The research is performed on human cells combining imaging and functional data. The paper starts with series of pictures showing that neutrophils can colonize the splenic marginal zone under homeostatic but not inflammatory conditions. As a control authors perform the identical staining procedure with secondary lymphoid organs that have no marginal zone like tonsils, Peyer’s patches and peripheral lymph nodes. Then, compelling and diverse evidences are presented on how neutrophils enhance repertoire diversification and antibody secretion by marginal zone B cells. Apart from that, authors provide an in-depth description of the novel neutrophil “B helper” phenotype that is attained on contact with splenic epithelial cells.
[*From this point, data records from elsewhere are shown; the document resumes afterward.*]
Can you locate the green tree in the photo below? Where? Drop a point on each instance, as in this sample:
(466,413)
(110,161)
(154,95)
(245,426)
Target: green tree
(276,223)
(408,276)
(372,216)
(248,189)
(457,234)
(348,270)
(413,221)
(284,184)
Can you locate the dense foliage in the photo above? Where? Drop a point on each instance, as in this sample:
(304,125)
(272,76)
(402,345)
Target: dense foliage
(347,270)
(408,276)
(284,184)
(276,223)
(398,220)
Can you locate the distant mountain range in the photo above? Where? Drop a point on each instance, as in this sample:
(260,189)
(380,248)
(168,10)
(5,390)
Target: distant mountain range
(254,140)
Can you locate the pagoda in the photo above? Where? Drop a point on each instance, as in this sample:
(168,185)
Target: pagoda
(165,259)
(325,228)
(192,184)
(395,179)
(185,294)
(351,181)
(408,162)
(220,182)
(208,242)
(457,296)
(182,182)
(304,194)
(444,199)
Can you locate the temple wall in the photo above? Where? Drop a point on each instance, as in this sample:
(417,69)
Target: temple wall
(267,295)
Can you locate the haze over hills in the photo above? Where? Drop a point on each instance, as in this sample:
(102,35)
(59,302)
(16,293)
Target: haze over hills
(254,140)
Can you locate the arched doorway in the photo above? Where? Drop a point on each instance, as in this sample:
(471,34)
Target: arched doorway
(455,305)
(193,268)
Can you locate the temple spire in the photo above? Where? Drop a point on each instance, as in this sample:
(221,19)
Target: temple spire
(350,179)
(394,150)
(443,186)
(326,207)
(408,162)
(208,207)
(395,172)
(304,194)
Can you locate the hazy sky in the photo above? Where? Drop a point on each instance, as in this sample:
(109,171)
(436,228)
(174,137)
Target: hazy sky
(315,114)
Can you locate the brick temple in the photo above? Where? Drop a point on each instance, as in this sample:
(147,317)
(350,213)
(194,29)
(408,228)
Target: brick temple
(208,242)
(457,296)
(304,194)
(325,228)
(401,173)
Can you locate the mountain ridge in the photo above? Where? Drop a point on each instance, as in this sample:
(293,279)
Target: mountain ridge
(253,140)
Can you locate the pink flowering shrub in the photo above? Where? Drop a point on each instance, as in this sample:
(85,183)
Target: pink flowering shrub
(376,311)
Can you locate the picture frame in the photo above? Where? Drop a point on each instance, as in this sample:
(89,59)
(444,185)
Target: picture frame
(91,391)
However, it is the last and shortest paragraph of result section that really draws my attention. According to authors the increase in splenic colonization by neutrophils correlates with postnatal microbial colonization and fluorescence microscopy has shown LPS presence in adult but not fetal spleens. LPS was also shown to boost reprogramming of neutrophils to the “B helper” phenotype by splenic epithelial cells. Additionally, germ-free mice displayed lower levels of “B helper” neutrophils. Authors state – “Thus, we propose that TLR signals from mucosal commensals enhanced the splenic recruitment and reprogramming of N BH cells to enhance innate MZ B cell responses to highly conserved microbial TI antigens”.
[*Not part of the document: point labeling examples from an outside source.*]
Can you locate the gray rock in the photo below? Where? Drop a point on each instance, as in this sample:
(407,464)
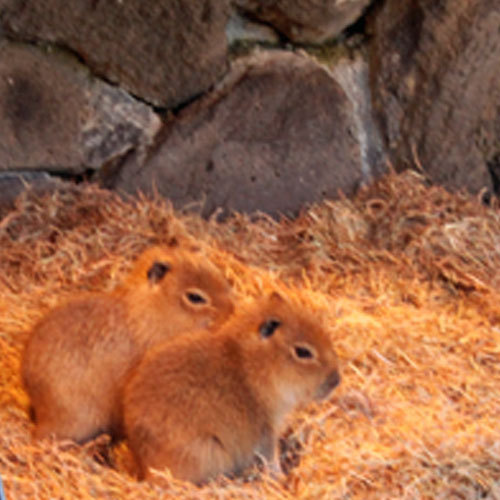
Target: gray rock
(241,29)
(354,77)
(12,184)
(164,52)
(306,21)
(55,116)
(277,134)
(436,84)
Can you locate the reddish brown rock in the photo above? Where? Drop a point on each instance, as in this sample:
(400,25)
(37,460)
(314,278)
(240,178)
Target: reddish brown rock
(54,116)
(163,52)
(306,21)
(436,85)
(278,134)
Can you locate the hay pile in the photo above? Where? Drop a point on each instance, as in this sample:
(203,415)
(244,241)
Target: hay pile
(409,275)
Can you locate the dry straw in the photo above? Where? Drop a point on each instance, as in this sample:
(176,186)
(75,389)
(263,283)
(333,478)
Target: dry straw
(408,275)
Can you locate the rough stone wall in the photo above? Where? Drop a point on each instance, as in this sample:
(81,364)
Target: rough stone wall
(248,104)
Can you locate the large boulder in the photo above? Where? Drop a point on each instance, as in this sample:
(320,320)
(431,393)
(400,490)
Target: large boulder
(306,21)
(164,52)
(436,85)
(277,134)
(55,116)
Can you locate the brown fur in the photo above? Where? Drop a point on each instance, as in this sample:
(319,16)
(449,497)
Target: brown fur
(204,405)
(78,355)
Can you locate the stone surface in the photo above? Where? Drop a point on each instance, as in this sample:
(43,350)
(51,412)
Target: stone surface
(353,76)
(54,116)
(306,21)
(164,52)
(12,184)
(277,134)
(436,85)
(240,29)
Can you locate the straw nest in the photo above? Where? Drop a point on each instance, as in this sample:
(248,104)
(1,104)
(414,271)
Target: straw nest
(409,277)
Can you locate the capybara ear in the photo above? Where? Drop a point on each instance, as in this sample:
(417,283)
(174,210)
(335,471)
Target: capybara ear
(157,271)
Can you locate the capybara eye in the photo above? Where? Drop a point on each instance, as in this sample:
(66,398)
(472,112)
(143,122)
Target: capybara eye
(157,271)
(269,327)
(196,298)
(303,352)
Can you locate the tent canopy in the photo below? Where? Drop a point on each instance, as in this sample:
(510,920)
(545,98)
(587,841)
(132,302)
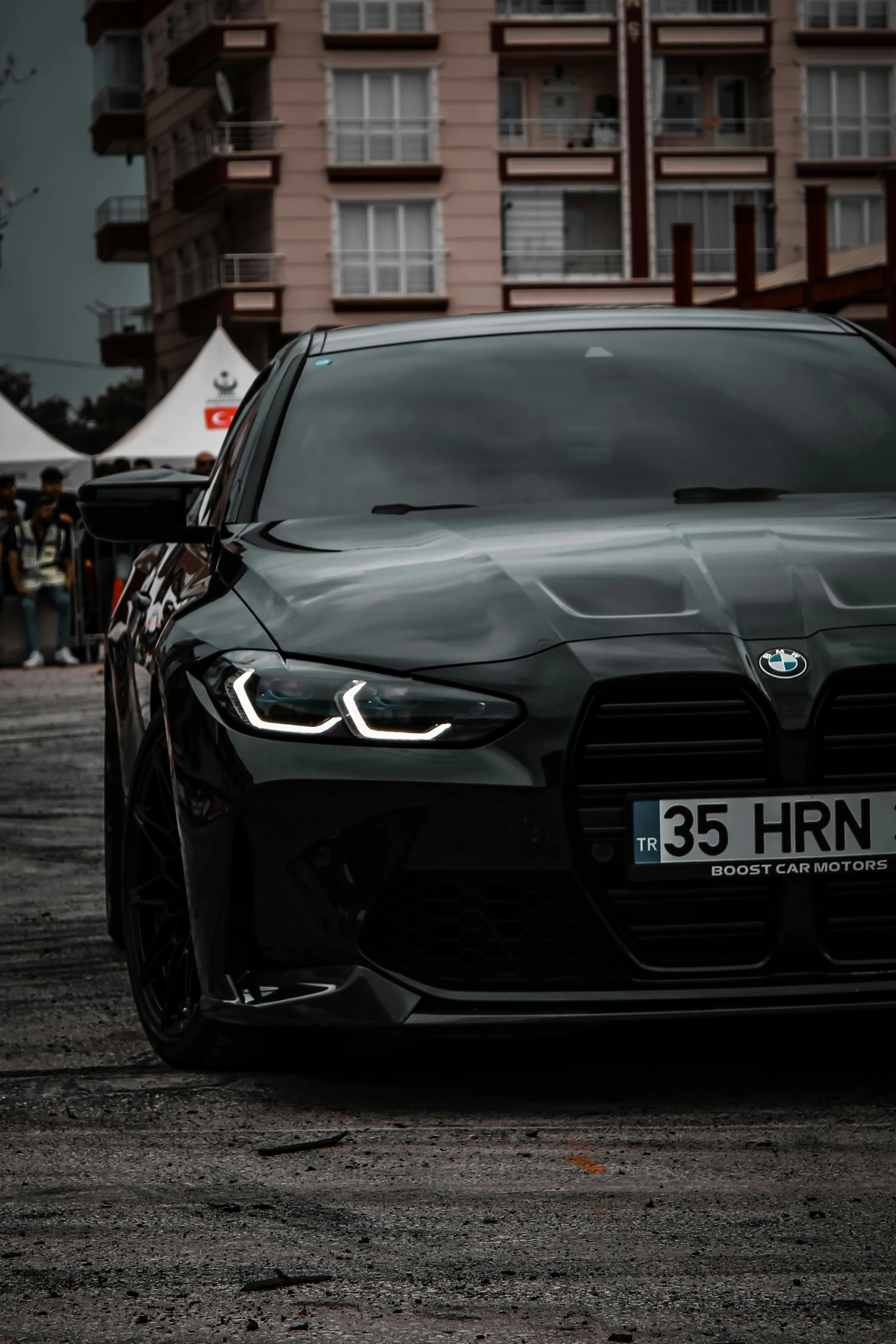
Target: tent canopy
(25,450)
(195,416)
Postnatal microbial colonization is the process of inhabiting intestines by commensal bacteria known as microbiota. It occurs soon after birth and has the instructive as well as regulatory effect on our immune system. Obviously the innate arm of immunity has the ability to detect microbial products and convey signals to start the inflammation. However, under normal circumstances the presence of microbiota is accommodated, although how exactly it happens is not entirely clear. Before I’ve read this paper I thought that so called microbial translocation or in other words the leakage of bacterial material from intestines into the bloodstream could happen exclusively as a pathological process.  Our body needs to be kept sterile; otherwise fatal disaster like sepsis may develop. So how to explain LPS presence in the spleen detected under homeostatic, non-inflammatory conditions? The most intuitive answer would be that the low-level trickling of unwanted bacterial stuff from the gut is taking place on the normal basis. Hence neutrophils may be assigned the duty of “garbage workers”, especially around big lymphoid organs like spleen.
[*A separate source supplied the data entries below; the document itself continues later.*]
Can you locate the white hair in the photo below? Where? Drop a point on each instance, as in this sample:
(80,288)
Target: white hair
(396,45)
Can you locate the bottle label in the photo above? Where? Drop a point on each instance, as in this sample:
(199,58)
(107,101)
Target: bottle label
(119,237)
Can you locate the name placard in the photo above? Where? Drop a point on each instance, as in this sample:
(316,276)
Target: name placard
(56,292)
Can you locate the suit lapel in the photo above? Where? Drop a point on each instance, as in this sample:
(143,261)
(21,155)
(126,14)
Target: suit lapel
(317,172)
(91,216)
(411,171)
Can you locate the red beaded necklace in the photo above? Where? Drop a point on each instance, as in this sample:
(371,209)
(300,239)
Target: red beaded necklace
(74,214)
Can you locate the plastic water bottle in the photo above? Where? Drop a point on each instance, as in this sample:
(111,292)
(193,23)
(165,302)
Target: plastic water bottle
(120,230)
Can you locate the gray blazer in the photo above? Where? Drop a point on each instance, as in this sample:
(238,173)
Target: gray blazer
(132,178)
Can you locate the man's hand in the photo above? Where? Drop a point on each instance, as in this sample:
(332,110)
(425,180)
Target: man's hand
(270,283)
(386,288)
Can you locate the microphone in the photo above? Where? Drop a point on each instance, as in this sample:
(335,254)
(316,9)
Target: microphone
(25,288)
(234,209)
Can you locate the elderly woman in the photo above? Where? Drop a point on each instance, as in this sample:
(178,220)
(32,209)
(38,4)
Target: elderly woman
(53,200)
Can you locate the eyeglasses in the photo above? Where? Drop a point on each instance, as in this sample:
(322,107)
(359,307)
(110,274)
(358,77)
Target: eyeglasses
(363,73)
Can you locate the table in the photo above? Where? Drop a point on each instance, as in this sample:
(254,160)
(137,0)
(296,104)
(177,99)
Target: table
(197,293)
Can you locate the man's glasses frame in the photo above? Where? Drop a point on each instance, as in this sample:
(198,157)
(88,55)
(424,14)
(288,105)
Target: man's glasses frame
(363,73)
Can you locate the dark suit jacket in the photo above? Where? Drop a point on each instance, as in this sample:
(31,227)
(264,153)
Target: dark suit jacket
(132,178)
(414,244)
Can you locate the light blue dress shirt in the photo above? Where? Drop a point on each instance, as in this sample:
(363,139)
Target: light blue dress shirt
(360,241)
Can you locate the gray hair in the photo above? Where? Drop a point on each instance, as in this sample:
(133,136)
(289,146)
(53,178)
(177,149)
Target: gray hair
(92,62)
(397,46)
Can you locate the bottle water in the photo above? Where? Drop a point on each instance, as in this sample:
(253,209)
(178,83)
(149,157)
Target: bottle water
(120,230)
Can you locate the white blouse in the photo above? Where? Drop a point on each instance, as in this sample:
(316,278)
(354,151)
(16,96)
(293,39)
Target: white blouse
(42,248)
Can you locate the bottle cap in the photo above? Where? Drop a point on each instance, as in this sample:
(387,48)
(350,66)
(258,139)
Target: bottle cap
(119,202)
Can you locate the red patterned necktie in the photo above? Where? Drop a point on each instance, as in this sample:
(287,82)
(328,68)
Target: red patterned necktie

I wish that somebody confirmed the neutrophils/marginal zone B cells partnership in murine models that may allow manipulation with relevant genetic backgrounds and cellular populations. The obvious problem to be solved is what will happen when there are no “B helper” neutrophils around. Will that impair the ability of marginal zone B cells to mount the effective protection against blood-borne antigens? However, it is not the only question I would ask. Authors present data showing that “B helper” neutrophils are able to contain CD4 T cells’ proliferation, although they never really explore this feature. May their function be more inhibitory than stimulatory? Somehow, that unexpected LPS presence in spleen keeps on intriguing me.  But now I have no idea how to interpret that.